Trabajar en la carrera profesional significa activar experiencias y habilidades para incidir en el puesto actual y en el camino que uno quiere trazarse. Planificar la carrera profesional es necesario.
En el camino hacia el crecimiento profesional se debe pensar en la asunción de responsabilidades, en la capacidad para flexibilizar las acciones y en potenciar la ambición junto con los valores propios de la humildad. Durante ese camino se llega a la dirección de equipos. Ahí no termina el proceso. Saber crecer como directivo también forma parte de la carrera profesional.
De hecho, las fases del desarrollo profesional suelen empezar con un proceso de experimentación de distintas opciones. En ese proceso se conocen diferentes ámbitos y posibilidades. Aquí es donde se inicia una segunda fase, que es la de saber desarrollar las habilidades necesarias en esos ámbitos.
A partir de aquí, la tercera fase es la de detectar las oportunidades reales y en las que uno se puede consolidar. Ello da paso al inicio de la escalada de niveles de responsabilidad. En este punto es importante saber cambiar cuando uno siente que ya no puede aportar valor. Mantenerse en un puesto directivo sin perspectivas de mejora es el peor enemigo para uno mismo y para la propia empresa.

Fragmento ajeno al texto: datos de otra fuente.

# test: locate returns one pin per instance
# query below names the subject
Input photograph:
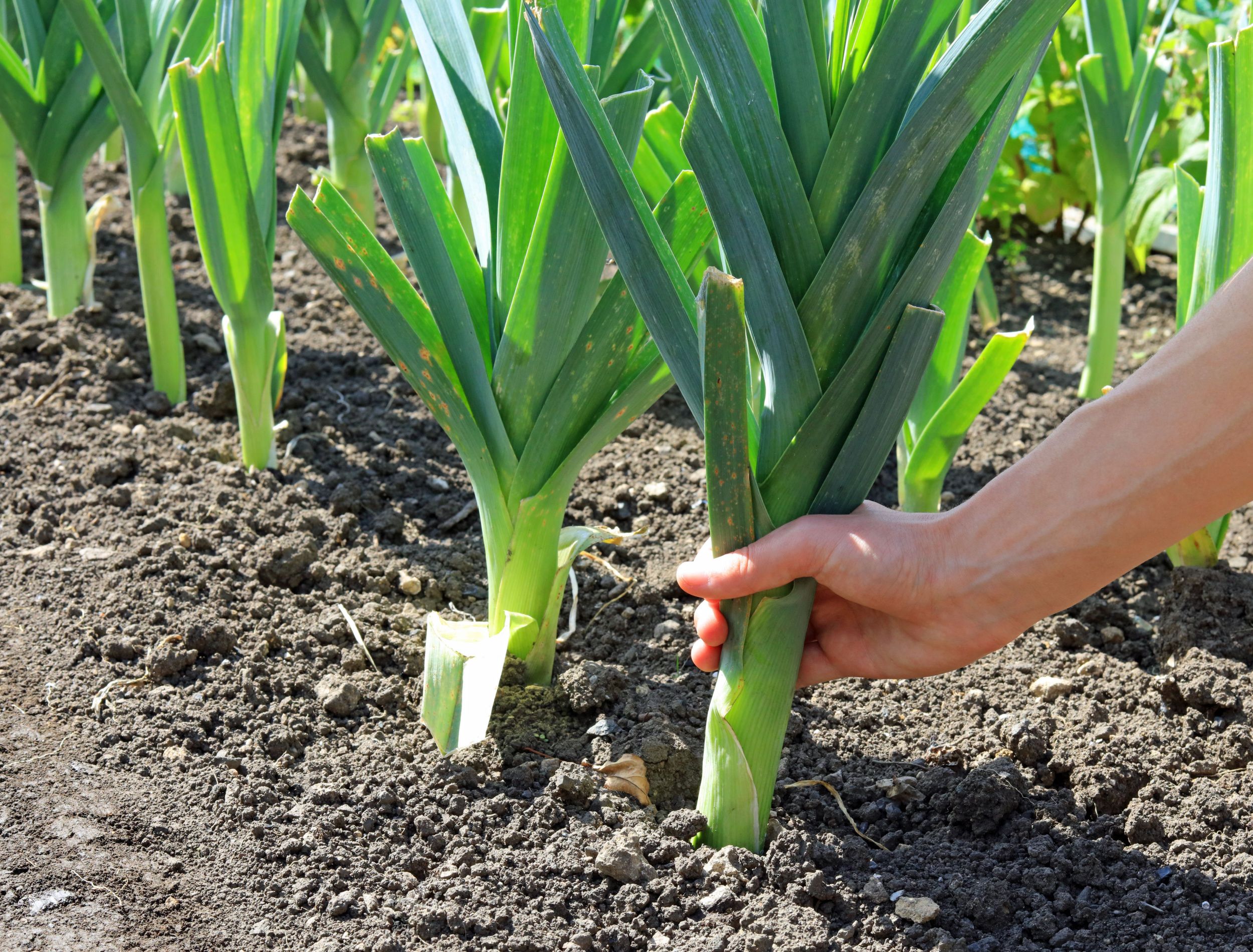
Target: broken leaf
(627, 775)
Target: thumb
(791, 552)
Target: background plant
(11, 217)
(948, 402)
(132, 67)
(229, 113)
(523, 359)
(840, 189)
(52, 102)
(345, 54)
(1216, 222)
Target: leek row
(131, 59)
(946, 404)
(344, 51)
(899, 152)
(520, 354)
(1216, 222)
(52, 102)
(229, 113)
(1122, 87)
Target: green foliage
(229, 114)
(830, 272)
(131, 59)
(527, 357)
(1216, 222)
(52, 102)
(347, 53)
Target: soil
(172, 775)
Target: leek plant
(1121, 83)
(1216, 222)
(11, 218)
(528, 365)
(52, 102)
(946, 404)
(342, 51)
(229, 113)
(132, 67)
(840, 188)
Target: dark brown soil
(215, 802)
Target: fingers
(711, 625)
(706, 657)
(791, 552)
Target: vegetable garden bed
(275, 791)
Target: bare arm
(1122, 479)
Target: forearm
(1122, 479)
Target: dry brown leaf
(844, 810)
(627, 775)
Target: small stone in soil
(623, 860)
(875, 891)
(573, 785)
(916, 908)
(1112, 635)
(685, 825)
(721, 900)
(603, 727)
(1051, 688)
(337, 695)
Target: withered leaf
(627, 775)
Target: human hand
(891, 600)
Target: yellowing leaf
(627, 775)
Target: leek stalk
(830, 272)
(11, 218)
(946, 404)
(229, 113)
(133, 73)
(1216, 223)
(56, 109)
(520, 354)
(342, 54)
(1122, 88)
(63, 233)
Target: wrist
(978, 564)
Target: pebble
(1092, 668)
(622, 860)
(721, 900)
(731, 862)
(685, 823)
(1112, 635)
(657, 492)
(916, 908)
(875, 891)
(48, 900)
(602, 728)
(337, 695)
(1052, 688)
(340, 903)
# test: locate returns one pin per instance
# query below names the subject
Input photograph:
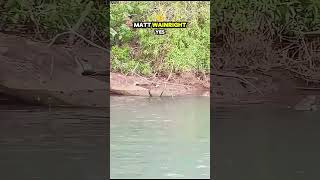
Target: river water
(266, 141)
(160, 137)
(66, 144)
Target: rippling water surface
(160, 137)
(266, 141)
(64, 144)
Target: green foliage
(179, 50)
(50, 17)
(283, 17)
(121, 62)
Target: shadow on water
(160, 137)
(265, 142)
(59, 144)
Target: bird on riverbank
(148, 86)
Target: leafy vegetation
(283, 17)
(261, 35)
(179, 50)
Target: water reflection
(266, 142)
(61, 144)
(160, 137)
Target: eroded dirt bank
(38, 74)
(182, 85)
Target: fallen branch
(239, 77)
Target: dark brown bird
(147, 86)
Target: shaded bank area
(37, 73)
(183, 85)
(264, 53)
(55, 75)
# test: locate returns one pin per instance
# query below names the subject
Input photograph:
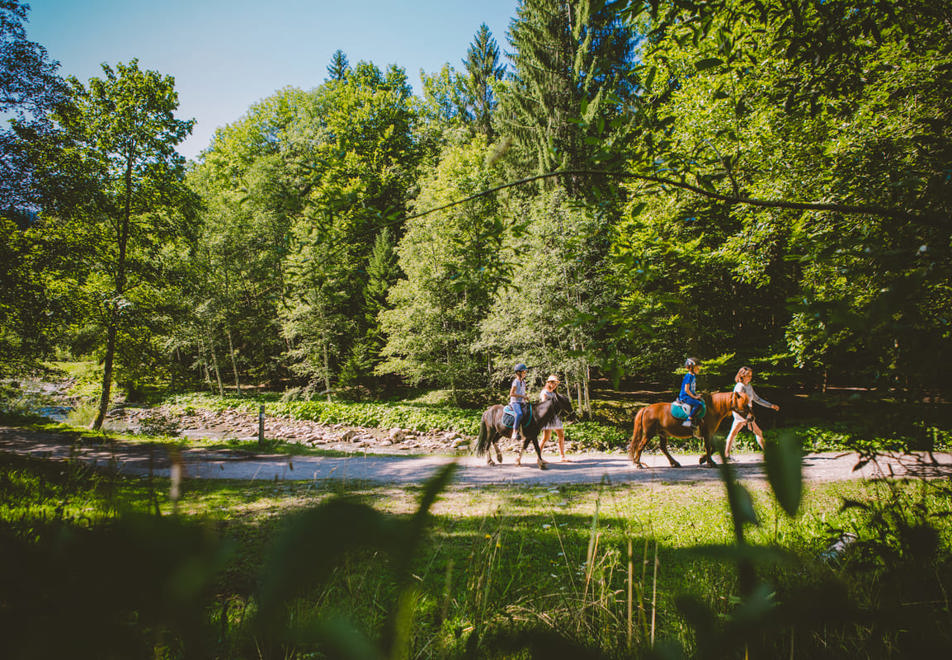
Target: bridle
(748, 414)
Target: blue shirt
(520, 386)
(690, 382)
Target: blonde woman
(551, 385)
(743, 378)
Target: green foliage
(753, 107)
(454, 262)
(121, 215)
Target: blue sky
(227, 54)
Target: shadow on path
(138, 459)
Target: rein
(749, 413)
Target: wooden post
(260, 425)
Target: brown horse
(656, 419)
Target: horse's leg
(492, 444)
(647, 431)
(535, 443)
(664, 448)
(708, 450)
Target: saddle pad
(508, 416)
(683, 411)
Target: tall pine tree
(571, 59)
(483, 70)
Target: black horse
(491, 427)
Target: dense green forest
(619, 185)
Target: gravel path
(133, 459)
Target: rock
(396, 435)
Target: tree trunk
(327, 373)
(211, 347)
(106, 377)
(234, 365)
(120, 287)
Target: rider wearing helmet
(688, 393)
(517, 397)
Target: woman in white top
(743, 378)
(547, 392)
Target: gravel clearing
(367, 466)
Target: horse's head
(563, 406)
(742, 405)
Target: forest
(608, 189)
(618, 186)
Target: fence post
(261, 425)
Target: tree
(120, 132)
(252, 181)
(810, 139)
(454, 262)
(358, 161)
(483, 71)
(339, 66)
(571, 64)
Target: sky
(226, 55)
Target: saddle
(509, 416)
(683, 411)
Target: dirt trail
(133, 459)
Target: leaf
(708, 63)
(783, 464)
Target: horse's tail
(636, 433)
(482, 443)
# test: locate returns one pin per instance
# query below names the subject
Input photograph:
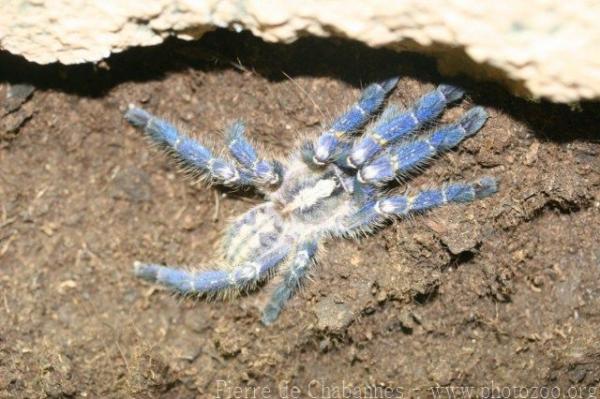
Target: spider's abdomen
(252, 234)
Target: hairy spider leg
(213, 281)
(264, 173)
(374, 212)
(395, 124)
(191, 152)
(292, 279)
(406, 156)
(327, 145)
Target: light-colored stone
(537, 48)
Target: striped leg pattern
(241, 277)
(405, 157)
(327, 146)
(292, 279)
(192, 153)
(395, 124)
(377, 211)
(263, 173)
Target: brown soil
(499, 294)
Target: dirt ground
(501, 296)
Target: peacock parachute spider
(334, 186)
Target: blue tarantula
(334, 186)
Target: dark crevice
(346, 60)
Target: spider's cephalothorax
(332, 187)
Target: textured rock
(537, 48)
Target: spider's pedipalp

Antes de empezar la escalada, hay una serie de elementos necesarios para definir la carrera profesional. Todos ellos deben estar definidos en un plan, flexible pero que debe estar visible para el que lo protagoniza. Ese plan debe marcar unos claros objetivos, a medio y largo plazo. Esos objetivos deben ir acompañados de acciones realizables para conseguirlos. Por ejemplo, activar acciones para aumentar las tareas y responsabilidades en la empresa, empezar una formación especializada o afiliarse a un grupo profesional pueden ser acciones vinculadas.
En este plan debe incorporarse la renovación de la detección de oportunidades. La experiencia que uno va adquiriendo da lugar a detectar posibles oportunidades de mejora y de capacitación. Las de mejora son aquellas que, en una empresa, pueden significar el cambio de posición y el aumento de responsabilidades. Las oportunidades de capacitación son situaciones en proyectos o programas que permiten mejorar las capacidades para el desarrollo adecuado de la carrera profesional.
A su vez, el plan de la carrera profesional debe disponer constantemente del ‘feedback’ de personas que han pasado por lo mismo. Ello debe buscarse tanto dentro de la compañía como fuera de ella. Es por ello, en este segundo caso, que es importante hacer crecer la red profesional. La presencia en reuniones y actividades fuera de la oficina es importante para alimentar el ecosistema.
Todo ello debe tener un mínimo de monitorización. Es importante anualmente marcarse unos hitos y acciones realizables. De manera periódica se deben revistar esos hitos y acciones, para ver su cumplimiento y mitigar la falta de logros. Es importante saber detectar los fallos y aprender de la falta de progreso en el plan para la carrera profesional.
De hecho, lo más importante es considerar que la ejecución y consecución de la carrera profesional parte, mayoritariamente, de un camino marcado a conciencia.